Vidya Dehejia awarded the 2023 Freer Medal by the Smithsonian's National Museum of Asian Art

January 03, 2023

Freer Medal Lecture and Award Ceremony:

Honoring Vidya Dehejia

April 28, 2023, from 6–8 p.m. EST

at the Freer Gallery of Art, Washington, DC

Tickets are free, and registration is required here.

The Freer Medal is a lifetime achievement award that honors individuals who have made substantial contributions to the understanding of the arts of Asia throughout their career. This spring, the honor will go to Vidya Dehejia, the Barbara Stoler Miller Professor Emerita of Indian and South Asian Art at Columbia University, who will be honored for her lifetime work in South Asian art. The lecture and award ceremony will be held in the Meyer Auditorium. A reception in the Freer courtyard will follow. 

Vidya Dehejia’s groundbreaking research spans millennia, from ancient Buddhist rock-cut architecture to colonial-period photography. Her work on wide-ranging topics, including visual narrative, gender, the meaning of the unfinished, medieval yogini temples, Chola bronzes, and artistic production during the British Raj, has staked out new fields of inquiry for the interpretation of Asian art, while her translations of Tamil poetry and Sanskrit texts have set a standard for art historical rigor. At Columbia University, as professor of South Asian art history from 1982 to 2003 and as the Barbara Stoler Miller Professor of Indian and South Asian Art from 2003 to 2021, Dehejia taught and shaped a generation of scholars. She also served as the director for the South Asia Institute at Columbia University (2003–2008) and was the acting director, deputy director, chief curator, and curator of South and Southeast Asian art at the Freer Gallery of Art and Arthur M. Sackler Gallery, now the Smithsonian’s National Museum of Asian Art (1994–2002), where she was responsible for several highly innovative exhibitions and scholarly catalogs. 

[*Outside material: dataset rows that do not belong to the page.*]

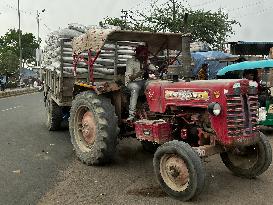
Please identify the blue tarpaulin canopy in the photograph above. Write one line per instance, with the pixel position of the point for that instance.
(246, 65)
(214, 59)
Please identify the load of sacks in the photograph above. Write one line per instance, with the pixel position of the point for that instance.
(58, 52)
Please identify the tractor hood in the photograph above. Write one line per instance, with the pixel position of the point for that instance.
(199, 93)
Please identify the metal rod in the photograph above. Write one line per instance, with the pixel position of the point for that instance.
(20, 45)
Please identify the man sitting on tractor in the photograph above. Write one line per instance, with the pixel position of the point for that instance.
(137, 73)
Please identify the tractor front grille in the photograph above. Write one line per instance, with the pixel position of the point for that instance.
(241, 114)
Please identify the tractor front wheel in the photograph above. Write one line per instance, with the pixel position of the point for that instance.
(179, 170)
(250, 161)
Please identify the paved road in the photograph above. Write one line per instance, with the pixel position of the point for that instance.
(59, 178)
(30, 156)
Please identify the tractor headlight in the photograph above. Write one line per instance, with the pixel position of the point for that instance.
(237, 88)
(214, 109)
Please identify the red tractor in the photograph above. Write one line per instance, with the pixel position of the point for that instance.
(182, 121)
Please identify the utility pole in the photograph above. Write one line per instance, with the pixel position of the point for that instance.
(174, 13)
(38, 51)
(124, 18)
(20, 45)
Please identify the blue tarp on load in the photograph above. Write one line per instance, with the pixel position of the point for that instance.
(212, 59)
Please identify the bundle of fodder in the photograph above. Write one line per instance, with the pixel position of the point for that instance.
(57, 54)
(53, 52)
(109, 57)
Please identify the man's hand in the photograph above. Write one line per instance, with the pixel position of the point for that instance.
(137, 75)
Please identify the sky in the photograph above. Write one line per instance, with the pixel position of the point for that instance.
(255, 16)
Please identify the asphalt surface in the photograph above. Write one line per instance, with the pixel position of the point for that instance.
(51, 174)
(30, 156)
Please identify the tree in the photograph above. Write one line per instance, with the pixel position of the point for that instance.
(9, 43)
(207, 26)
(9, 62)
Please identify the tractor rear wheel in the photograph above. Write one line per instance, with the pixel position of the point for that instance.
(179, 170)
(250, 161)
(54, 115)
(93, 127)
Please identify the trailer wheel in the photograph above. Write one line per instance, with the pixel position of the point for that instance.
(93, 127)
(54, 115)
(250, 161)
(179, 170)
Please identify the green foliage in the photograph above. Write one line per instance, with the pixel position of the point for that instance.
(207, 26)
(9, 62)
(9, 48)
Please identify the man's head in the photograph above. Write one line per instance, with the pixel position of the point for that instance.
(250, 74)
(142, 53)
(205, 66)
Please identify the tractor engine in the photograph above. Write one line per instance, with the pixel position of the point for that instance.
(200, 112)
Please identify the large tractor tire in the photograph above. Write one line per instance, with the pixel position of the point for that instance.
(250, 161)
(54, 115)
(179, 170)
(93, 127)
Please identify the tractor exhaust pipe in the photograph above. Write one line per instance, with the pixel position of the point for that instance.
(186, 53)
(186, 57)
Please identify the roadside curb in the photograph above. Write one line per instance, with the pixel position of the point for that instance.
(17, 92)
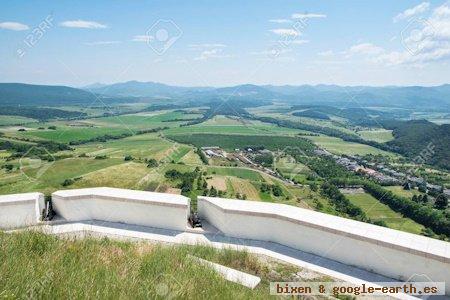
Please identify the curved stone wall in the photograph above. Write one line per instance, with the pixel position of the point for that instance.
(20, 210)
(396, 254)
(124, 206)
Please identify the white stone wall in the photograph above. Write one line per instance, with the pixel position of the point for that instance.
(388, 252)
(20, 210)
(125, 206)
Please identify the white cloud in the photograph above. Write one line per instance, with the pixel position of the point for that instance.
(204, 46)
(82, 24)
(308, 16)
(365, 49)
(299, 42)
(327, 53)
(213, 53)
(285, 32)
(14, 26)
(102, 43)
(411, 12)
(271, 52)
(280, 21)
(143, 38)
(423, 41)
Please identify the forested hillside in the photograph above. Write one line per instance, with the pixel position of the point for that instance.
(415, 136)
(29, 94)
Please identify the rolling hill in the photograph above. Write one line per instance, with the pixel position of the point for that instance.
(13, 94)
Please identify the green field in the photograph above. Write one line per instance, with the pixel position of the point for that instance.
(231, 142)
(60, 268)
(236, 172)
(144, 121)
(399, 191)
(339, 146)
(226, 125)
(377, 135)
(376, 210)
(15, 120)
(66, 134)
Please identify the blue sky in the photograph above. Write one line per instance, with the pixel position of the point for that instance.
(222, 43)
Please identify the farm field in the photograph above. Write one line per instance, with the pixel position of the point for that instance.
(377, 135)
(231, 142)
(54, 175)
(15, 120)
(399, 191)
(339, 146)
(66, 134)
(376, 211)
(224, 125)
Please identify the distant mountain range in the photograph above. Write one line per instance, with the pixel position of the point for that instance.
(12, 94)
(434, 98)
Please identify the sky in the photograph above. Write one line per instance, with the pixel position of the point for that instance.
(224, 43)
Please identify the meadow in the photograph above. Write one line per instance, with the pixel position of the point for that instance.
(231, 142)
(377, 211)
(377, 135)
(77, 269)
(339, 146)
(15, 120)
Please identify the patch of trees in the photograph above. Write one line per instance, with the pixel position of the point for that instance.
(441, 202)
(70, 181)
(151, 163)
(423, 141)
(202, 156)
(187, 179)
(103, 156)
(264, 159)
(341, 203)
(271, 189)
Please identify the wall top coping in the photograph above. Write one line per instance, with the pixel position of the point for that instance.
(125, 194)
(25, 197)
(391, 238)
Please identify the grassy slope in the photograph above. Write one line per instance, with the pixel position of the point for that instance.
(379, 211)
(339, 146)
(14, 120)
(379, 135)
(63, 268)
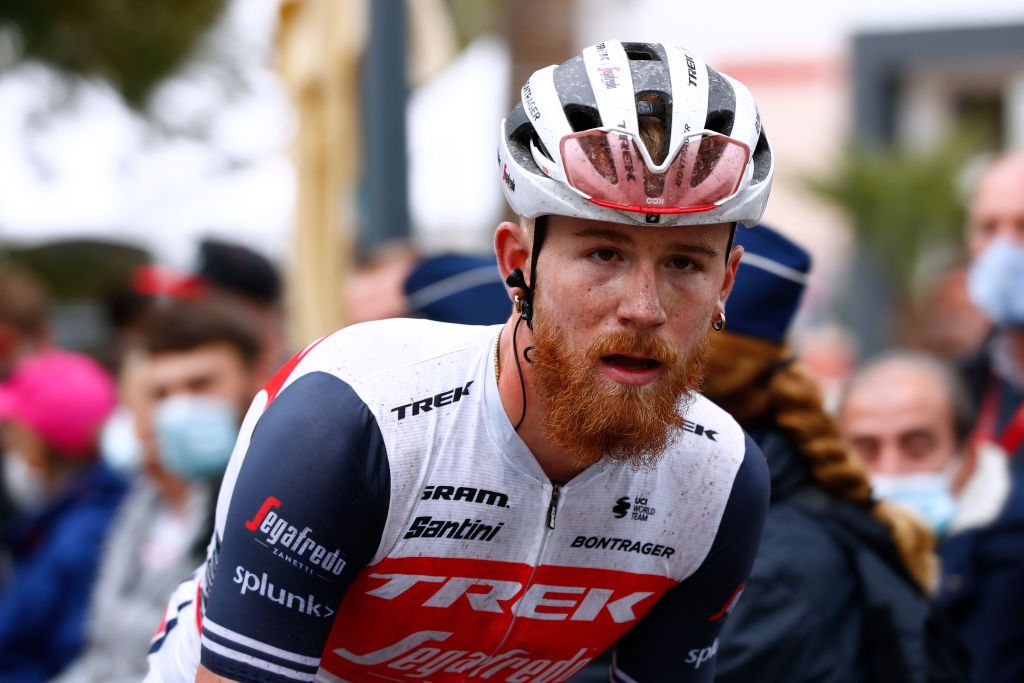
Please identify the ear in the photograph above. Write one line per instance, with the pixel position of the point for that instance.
(967, 468)
(512, 249)
(729, 280)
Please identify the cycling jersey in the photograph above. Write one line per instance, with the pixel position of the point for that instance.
(381, 519)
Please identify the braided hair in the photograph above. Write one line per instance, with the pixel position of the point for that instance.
(759, 383)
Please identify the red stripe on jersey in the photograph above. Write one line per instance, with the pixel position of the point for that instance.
(273, 386)
(457, 620)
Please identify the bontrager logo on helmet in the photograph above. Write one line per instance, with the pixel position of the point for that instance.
(573, 146)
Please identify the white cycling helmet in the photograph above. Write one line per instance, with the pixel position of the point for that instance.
(572, 147)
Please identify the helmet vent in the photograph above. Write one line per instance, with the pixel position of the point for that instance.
(582, 118)
(640, 55)
(720, 121)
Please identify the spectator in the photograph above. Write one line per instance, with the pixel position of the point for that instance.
(24, 332)
(202, 369)
(446, 288)
(24, 311)
(232, 272)
(52, 408)
(984, 568)
(838, 590)
(908, 418)
(995, 281)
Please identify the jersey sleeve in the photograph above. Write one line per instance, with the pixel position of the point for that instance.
(677, 640)
(306, 513)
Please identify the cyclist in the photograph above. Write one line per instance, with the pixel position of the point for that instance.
(412, 501)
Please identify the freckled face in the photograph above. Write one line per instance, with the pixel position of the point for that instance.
(601, 279)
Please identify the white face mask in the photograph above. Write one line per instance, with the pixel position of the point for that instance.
(119, 444)
(25, 485)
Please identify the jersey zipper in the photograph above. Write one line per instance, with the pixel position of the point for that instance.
(549, 523)
(556, 493)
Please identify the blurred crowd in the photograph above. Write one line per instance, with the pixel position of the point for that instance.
(904, 503)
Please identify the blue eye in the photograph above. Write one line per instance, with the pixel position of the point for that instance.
(682, 263)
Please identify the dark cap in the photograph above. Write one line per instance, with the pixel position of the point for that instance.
(239, 269)
(769, 285)
(455, 288)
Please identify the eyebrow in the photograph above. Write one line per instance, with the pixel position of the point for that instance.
(619, 238)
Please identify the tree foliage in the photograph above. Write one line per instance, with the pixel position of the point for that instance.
(133, 44)
(901, 204)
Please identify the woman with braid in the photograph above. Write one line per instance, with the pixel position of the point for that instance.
(839, 592)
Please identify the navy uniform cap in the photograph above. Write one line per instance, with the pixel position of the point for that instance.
(769, 285)
(457, 288)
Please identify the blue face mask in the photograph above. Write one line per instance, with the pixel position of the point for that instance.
(196, 435)
(995, 282)
(926, 493)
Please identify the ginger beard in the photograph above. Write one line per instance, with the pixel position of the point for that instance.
(592, 417)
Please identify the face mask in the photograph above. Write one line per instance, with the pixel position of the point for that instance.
(119, 444)
(926, 493)
(196, 435)
(25, 485)
(995, 282)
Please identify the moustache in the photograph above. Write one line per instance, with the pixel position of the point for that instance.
(633, 343)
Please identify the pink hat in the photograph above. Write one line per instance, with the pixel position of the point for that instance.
(64, 397)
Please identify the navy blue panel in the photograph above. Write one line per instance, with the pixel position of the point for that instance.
(307, 513)
(677, 640)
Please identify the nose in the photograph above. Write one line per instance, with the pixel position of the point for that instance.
(641, 305)
(889, 460)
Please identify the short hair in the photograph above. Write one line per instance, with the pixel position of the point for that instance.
(961, 404)
(183, 326)
(24, 303)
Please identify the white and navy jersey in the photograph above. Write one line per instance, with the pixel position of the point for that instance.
(381, 520)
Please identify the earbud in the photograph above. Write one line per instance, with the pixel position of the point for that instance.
(524, 303)
(517, 280)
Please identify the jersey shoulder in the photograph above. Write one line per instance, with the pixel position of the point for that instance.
(360, 353)
(709, 432)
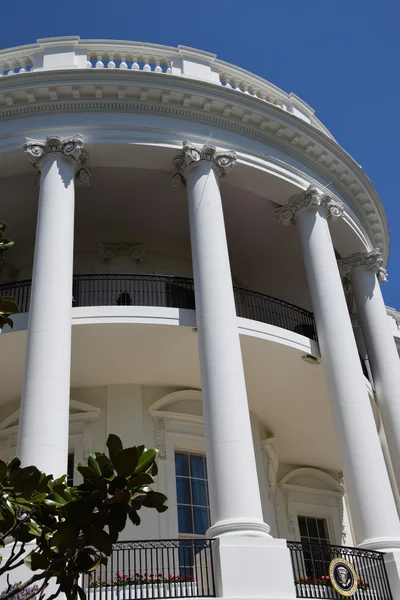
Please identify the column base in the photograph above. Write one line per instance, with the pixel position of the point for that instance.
(253, 567)
(239, 527)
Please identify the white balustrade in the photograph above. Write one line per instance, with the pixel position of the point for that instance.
(69, 53)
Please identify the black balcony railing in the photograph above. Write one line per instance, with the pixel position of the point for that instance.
(311, 564)
(181, 568)
(174, 292)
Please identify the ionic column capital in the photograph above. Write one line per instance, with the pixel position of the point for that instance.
(370, 260)
(309, 199)
(72, 148)
(190, 155)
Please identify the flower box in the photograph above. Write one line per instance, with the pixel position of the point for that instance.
(184, 589)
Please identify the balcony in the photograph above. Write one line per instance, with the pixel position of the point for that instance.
(181, 568)
(313, 572)
(170, 292)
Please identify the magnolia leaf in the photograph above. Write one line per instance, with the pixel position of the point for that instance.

Dehejia holds a bachelor of arts, a master of arts, and a doctorate degree from Cambridge University and a bachelor of arts degree from St. Xavier’s College, Bombay University. Highlights from her impressive list of publications include Devi, The Great Goddess: Female Divinity in South Asian Art (1999), India through the Lens: Photography 1840–1911 (2000), The Sensuous and the Sacred: Chola Bronzes from South India (2002), The Body Adorned: Dissolving Boundaries Between Sacred and Profane in India’s Art (2009), The Unfinished: Stone Carvers at Work on the Indian Subcontinent (with Peter Rockwell, 2015) and The Thief Who Stole My Heart: The Material Life of Sacred Bronzes from Chola India, 855–1280 (2021), based on her 2016 A.W. Mellon Lectures in the Fine Arts. 

The recipient of many prestigious national and international awards, Dehejia received the Padma Bhushan Award in 2012 from the president of India for exceptional contributions to art and education as well as a National Endowment for the Humanities Fellowship from 2009 to 2012. She was the 65th A.W. Mellon Lecturer in the Fine Arts at the National Gallery of Art in 2016.